St Dai’s was an adventure playground with spikes. Along with the farmlands and fields of scary cows were areas containing ruined buildings littered with corrugated iron sheets and mounds of stones hiding grass-snakes and mice. My mate used to catch rabbits amongst the gorse with his pink-lipped ferrets. Sometimes he took a dog and a shotgun instead, he was only a year older than me but his incarnation was one of a wise elder. I used the shotgun only once. He handed it to me as we explored the gone-wild garden of an abandoned farmhouse.
“There,” he whispered, pointing at a robin twitching in an immature rowan tree. I pulled the trigger and the robin disappeared. The twelve-bore kickback jabbed at the top of my chest.
I grimaced and handed him the gun.
“I told you to hold it tight,” he said. “Against the shoulder.”
Maybe that was a defining moment in my psychological development, I don’t know, but I can’t kill any kind of animal now, directly or indirectly, even for food.
St Dai’s abutted onto some industrial sites and a small river ran dead and fluorescent red with pollution alongside them. They wouldn’t get away with it now, but then, rubbish from the factories spread out into the shrubs and the fields outside their perimeter fences. Once, amongst the detritus we found some pieces of dense foam rubber the size of a house brick. We discovered that if you put lighted matches to the corners of the bricks the rubber burned vigorously and dripped with tiny filthy fireballs of melting foam.
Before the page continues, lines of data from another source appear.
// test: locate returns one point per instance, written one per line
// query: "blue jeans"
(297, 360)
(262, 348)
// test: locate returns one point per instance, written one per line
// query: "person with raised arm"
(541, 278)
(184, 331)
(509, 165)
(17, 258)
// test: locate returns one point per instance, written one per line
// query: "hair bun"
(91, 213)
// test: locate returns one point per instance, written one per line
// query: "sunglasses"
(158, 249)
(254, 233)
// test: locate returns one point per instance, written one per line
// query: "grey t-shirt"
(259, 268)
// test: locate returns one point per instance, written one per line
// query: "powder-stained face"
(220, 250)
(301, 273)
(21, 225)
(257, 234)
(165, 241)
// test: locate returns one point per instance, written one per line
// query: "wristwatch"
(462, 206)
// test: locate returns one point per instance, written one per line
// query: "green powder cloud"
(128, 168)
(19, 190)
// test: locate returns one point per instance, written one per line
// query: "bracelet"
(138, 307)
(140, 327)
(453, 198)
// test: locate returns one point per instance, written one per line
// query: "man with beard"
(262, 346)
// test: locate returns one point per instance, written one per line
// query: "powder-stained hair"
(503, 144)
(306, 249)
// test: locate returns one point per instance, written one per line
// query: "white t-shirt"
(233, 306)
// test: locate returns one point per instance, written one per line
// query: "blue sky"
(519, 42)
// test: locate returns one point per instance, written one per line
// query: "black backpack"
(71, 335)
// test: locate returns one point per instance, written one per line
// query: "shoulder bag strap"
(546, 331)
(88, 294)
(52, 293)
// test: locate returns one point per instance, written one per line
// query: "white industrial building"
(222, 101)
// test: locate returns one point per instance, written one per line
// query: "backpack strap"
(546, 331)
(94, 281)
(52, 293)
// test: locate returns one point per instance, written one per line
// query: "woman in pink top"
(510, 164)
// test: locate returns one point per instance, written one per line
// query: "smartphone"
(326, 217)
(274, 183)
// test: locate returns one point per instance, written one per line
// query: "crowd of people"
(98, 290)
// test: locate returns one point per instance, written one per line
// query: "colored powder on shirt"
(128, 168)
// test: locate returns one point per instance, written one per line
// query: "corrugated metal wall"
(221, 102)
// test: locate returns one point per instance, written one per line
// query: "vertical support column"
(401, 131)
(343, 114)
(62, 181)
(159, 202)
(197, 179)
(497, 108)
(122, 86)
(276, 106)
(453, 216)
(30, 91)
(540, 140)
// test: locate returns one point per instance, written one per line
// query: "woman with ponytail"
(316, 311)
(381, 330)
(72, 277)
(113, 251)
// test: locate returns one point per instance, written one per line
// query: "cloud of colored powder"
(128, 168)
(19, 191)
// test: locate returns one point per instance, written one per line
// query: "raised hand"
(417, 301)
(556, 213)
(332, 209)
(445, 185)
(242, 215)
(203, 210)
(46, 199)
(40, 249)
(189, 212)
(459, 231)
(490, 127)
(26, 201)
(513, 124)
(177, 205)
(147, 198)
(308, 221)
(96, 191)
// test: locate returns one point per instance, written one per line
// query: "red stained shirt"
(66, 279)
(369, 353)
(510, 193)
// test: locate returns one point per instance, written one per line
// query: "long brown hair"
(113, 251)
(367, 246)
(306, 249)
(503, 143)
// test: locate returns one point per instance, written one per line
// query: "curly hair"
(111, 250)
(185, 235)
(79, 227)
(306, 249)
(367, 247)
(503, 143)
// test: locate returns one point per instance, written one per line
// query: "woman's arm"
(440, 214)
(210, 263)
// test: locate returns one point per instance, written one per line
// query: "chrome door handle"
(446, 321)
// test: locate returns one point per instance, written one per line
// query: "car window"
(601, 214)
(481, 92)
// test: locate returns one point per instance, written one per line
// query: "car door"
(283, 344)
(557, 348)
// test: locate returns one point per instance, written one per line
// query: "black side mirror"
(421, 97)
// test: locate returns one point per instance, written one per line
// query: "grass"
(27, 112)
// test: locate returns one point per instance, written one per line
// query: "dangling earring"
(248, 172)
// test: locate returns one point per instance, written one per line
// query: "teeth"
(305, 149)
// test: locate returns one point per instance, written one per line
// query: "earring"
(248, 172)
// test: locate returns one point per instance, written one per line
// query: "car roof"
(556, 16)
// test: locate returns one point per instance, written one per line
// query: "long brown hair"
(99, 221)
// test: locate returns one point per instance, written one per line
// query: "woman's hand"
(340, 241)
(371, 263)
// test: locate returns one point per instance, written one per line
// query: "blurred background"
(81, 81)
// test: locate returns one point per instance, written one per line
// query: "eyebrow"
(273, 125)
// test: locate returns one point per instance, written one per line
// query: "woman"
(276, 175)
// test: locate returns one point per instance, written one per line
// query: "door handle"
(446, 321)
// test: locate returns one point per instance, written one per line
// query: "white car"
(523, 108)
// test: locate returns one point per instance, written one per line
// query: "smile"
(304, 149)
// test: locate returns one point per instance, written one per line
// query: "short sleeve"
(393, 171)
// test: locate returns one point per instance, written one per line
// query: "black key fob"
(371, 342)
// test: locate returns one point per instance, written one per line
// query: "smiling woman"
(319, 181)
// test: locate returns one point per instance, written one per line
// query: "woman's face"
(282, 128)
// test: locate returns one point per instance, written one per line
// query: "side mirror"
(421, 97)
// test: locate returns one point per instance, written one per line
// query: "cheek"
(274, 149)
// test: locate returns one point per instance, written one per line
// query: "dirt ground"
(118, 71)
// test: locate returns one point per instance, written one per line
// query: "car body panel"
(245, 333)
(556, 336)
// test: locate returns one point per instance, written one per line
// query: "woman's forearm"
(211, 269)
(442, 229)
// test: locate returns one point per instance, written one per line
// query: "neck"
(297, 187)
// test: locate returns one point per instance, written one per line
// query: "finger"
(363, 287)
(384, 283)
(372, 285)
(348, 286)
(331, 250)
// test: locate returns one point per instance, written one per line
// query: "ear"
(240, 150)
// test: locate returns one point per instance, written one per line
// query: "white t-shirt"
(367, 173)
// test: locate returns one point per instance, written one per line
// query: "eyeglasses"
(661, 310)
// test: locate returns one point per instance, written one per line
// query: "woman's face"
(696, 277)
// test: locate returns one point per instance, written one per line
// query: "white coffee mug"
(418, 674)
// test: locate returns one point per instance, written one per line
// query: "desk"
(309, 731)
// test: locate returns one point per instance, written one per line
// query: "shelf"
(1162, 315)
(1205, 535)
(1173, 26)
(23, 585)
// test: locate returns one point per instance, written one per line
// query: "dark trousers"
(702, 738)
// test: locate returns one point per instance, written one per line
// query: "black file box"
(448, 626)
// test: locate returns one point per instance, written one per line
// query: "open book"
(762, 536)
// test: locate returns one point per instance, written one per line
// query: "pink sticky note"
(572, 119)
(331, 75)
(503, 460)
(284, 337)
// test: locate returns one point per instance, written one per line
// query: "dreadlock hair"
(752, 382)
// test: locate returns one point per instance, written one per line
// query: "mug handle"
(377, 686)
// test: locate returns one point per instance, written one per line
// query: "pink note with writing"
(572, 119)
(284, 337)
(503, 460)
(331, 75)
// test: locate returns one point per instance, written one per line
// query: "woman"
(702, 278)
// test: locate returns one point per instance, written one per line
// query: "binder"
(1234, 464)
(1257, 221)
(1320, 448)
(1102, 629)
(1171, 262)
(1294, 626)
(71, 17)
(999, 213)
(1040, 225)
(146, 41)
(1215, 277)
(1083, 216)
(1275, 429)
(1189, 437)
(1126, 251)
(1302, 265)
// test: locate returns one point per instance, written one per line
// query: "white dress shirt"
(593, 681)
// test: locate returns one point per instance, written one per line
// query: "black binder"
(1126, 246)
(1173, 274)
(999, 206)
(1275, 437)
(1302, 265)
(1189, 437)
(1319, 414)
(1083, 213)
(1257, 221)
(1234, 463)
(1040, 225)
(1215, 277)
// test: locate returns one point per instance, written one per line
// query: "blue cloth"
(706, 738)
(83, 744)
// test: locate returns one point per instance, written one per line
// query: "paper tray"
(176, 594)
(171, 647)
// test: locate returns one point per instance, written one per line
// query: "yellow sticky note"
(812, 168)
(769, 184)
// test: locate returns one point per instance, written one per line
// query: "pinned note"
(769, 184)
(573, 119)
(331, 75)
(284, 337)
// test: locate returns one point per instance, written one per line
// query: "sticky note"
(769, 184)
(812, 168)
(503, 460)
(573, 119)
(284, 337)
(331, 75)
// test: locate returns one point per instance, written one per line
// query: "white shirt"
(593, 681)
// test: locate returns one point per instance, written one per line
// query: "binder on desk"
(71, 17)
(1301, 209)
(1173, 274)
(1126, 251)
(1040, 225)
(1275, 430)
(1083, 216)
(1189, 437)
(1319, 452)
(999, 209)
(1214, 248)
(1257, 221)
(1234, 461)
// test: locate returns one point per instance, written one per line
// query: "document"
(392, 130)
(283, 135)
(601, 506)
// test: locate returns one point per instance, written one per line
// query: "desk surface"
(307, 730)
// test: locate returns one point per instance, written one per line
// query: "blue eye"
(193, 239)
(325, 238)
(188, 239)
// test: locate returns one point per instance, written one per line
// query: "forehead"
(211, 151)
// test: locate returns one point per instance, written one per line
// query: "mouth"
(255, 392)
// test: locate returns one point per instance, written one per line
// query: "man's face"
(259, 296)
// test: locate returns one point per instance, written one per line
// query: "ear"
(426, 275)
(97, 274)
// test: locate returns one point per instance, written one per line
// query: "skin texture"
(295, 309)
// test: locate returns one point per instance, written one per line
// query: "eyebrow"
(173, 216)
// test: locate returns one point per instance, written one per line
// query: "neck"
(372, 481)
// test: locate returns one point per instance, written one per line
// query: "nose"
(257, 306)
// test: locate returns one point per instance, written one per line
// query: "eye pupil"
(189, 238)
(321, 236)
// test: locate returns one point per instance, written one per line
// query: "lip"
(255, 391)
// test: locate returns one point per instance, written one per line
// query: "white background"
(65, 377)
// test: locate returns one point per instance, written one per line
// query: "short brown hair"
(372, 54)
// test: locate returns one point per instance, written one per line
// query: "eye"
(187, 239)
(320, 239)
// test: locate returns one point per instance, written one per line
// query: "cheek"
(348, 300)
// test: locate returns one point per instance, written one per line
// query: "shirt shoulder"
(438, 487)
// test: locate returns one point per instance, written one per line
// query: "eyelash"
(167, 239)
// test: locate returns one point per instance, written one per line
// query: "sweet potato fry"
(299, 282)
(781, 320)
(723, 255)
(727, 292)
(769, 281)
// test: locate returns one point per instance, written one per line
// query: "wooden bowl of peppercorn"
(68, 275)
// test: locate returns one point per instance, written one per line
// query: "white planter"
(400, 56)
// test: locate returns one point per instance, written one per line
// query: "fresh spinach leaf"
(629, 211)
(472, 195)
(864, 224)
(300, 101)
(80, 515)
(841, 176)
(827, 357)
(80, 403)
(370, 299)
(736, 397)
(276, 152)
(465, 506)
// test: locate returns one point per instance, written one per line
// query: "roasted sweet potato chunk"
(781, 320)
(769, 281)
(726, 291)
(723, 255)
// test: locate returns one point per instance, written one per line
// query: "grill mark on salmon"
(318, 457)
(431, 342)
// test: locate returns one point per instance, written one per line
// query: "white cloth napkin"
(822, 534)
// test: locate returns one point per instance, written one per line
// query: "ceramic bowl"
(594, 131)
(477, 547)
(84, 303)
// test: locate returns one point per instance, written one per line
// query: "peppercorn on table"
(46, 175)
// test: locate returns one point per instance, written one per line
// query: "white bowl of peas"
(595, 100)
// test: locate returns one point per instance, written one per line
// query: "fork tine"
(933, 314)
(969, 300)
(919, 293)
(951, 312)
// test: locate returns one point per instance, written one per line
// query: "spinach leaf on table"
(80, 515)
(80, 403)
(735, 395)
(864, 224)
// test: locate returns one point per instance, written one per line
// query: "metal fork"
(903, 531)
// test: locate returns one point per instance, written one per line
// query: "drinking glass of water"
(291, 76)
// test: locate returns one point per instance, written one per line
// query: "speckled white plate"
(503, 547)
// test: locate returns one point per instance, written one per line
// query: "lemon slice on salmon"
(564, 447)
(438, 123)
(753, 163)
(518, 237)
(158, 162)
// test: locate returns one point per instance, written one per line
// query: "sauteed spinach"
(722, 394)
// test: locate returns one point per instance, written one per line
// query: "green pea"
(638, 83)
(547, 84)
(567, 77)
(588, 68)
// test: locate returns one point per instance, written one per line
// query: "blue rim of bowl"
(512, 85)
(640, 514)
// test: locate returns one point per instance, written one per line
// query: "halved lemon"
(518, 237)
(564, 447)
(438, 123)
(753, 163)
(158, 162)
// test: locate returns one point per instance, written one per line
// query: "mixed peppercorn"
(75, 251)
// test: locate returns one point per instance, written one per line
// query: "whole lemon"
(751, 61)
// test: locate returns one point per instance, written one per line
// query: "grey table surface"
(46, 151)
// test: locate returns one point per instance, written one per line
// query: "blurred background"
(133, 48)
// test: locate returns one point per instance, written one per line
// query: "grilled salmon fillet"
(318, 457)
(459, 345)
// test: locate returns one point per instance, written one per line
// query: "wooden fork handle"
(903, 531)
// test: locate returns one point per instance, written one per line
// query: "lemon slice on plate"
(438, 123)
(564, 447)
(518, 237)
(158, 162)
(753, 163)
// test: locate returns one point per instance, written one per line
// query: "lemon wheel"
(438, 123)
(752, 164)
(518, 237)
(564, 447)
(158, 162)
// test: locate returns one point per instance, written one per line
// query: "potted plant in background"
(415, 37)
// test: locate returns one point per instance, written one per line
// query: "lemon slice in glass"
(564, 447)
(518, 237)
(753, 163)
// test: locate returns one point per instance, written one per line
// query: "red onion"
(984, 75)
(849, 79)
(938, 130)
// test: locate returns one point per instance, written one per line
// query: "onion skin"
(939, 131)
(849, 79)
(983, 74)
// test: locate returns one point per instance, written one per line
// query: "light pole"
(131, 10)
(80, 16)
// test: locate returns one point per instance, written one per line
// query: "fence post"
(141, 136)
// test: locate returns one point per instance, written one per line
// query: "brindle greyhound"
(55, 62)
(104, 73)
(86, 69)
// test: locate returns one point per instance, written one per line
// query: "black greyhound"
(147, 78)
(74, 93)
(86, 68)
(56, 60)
We threw the burning bricks hard into the air and laughed with delight as they curved over the bushes. The grass was dry after a warm summer so wherever a tiny fireball or a piece of foam landed it started a small fire. Of course we got carried away with it all and soon a huge area of St Dai’s was ablaze. We laughed all the way home, especially when we paused on the edge of the estate and watched the fire-engines as they zipped past us and towards the result of our madness. I sometimes wonder how many small creatures were obliterated by the cruel recklessness of us boys.
The smell of the burning grass stayed in my hair until my next bath but it stayed in my mind forever.